Pronunciar aquella oración requirió un esfuerzo mayúsculo. Me solté de un tirón y salí sin mirar atrás. Las lágrimas brotaron en todo el camino de regreso, no lograba apaciguarme y el aire que se incrustaba en mi rostro no aplacaba el ardor en mi pecho. Me detuve un momento en la puerta de la pensión en un intento porque la inflamación de mis párpados disminuyera, no podía escabullirme de nuevo a mi habitación para esconderme, pero tampoco me nacía enrollarme en explicaciones. Respiré hondo una y otra vez, necesitaba calmarme.

—¿Estás bien, Isabel? — La voz de Santiago me sobresaltó más que esas dos preguntas para las que no tenía respuesta.

<No, no estoy bien, el acoso de mi jefe me tiene al borde del desquicio. Hay algo en ese hombre que no me agrada y no sé qué hacer para evitarlo. Pero no puedo darme el lujo de abandonar el trabajo porque necesito el dinero>. Era la respuesta que quería dar, pero no me atreví.

—Solo cansada, como te has dado cuenta, de nuevo se me ha hecho tarde —me excusé con media sonrisa—. ¿Puedes avisar a tu madre que he regresado? No deseo que se preocupe —. Santiago mantenía los ojos clavados en mí, me analizaba a conciencia.

—Basta ya, Isabel, estoy cansado de que me evadas —exclamó al tiempo que me tomaba del brazo.

Mis piernas perdieron fuerza, tuve que recargar mi cuerpo en la pared del pasillo para no caer. La falta de alimento, la incertidumbre acumulada, la charla con María y la cercanía de Santiago sobrepasaban mi límite.

—Suéltame... por favor —gruñí y de inmediato aflojó su agarre.

Con la cabeza erguida retomé mi camino, mis pulmones se inflaban con dificultad, pero las fuerzas me alcanzaron para colarme al interior de la casa, subí trotando los quince escalones y me interné de nuevo en mi habitación. Me desplomé en cuanto cerré la puerta, me abracé y escondí el rostro entre mis rodillas.

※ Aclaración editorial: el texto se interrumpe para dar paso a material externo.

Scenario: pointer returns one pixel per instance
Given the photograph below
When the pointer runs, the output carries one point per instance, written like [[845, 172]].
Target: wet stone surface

El calor del sol aun no ganaba fuera cuando entraron a mi habitación.

—Prometiste que no volverías a preocuparnos —dijo Melita en tono autoritario que me hizo pensar que se estaba convirtiendo en una versión miniatura de su madre.

—No rompí mi promesa, anoche hablé con tu hermano y le pedí que avisara a tu madre que había llegado —expliqué con paciencia.

—¿Estuviste llorando toda la noche? —Su aspecto agrió se relajó al tiempo que se acomodaba en la cama con semblante acongojado.

—Tuve un mal día —confesé a medias.

—¿Qué te ha pasado?

—Tontadas que no he podido controlar, pero en un par de días lo olvidaré y quedará en el pasado.

—Creí que éramos amigas —agregó con desazón mientras se ponía de pie y salía con la cabeza baja y los brazos colgando en los costados. Quise detenerla, pero no tenía argumentos para defender mi ímpetu desgastado.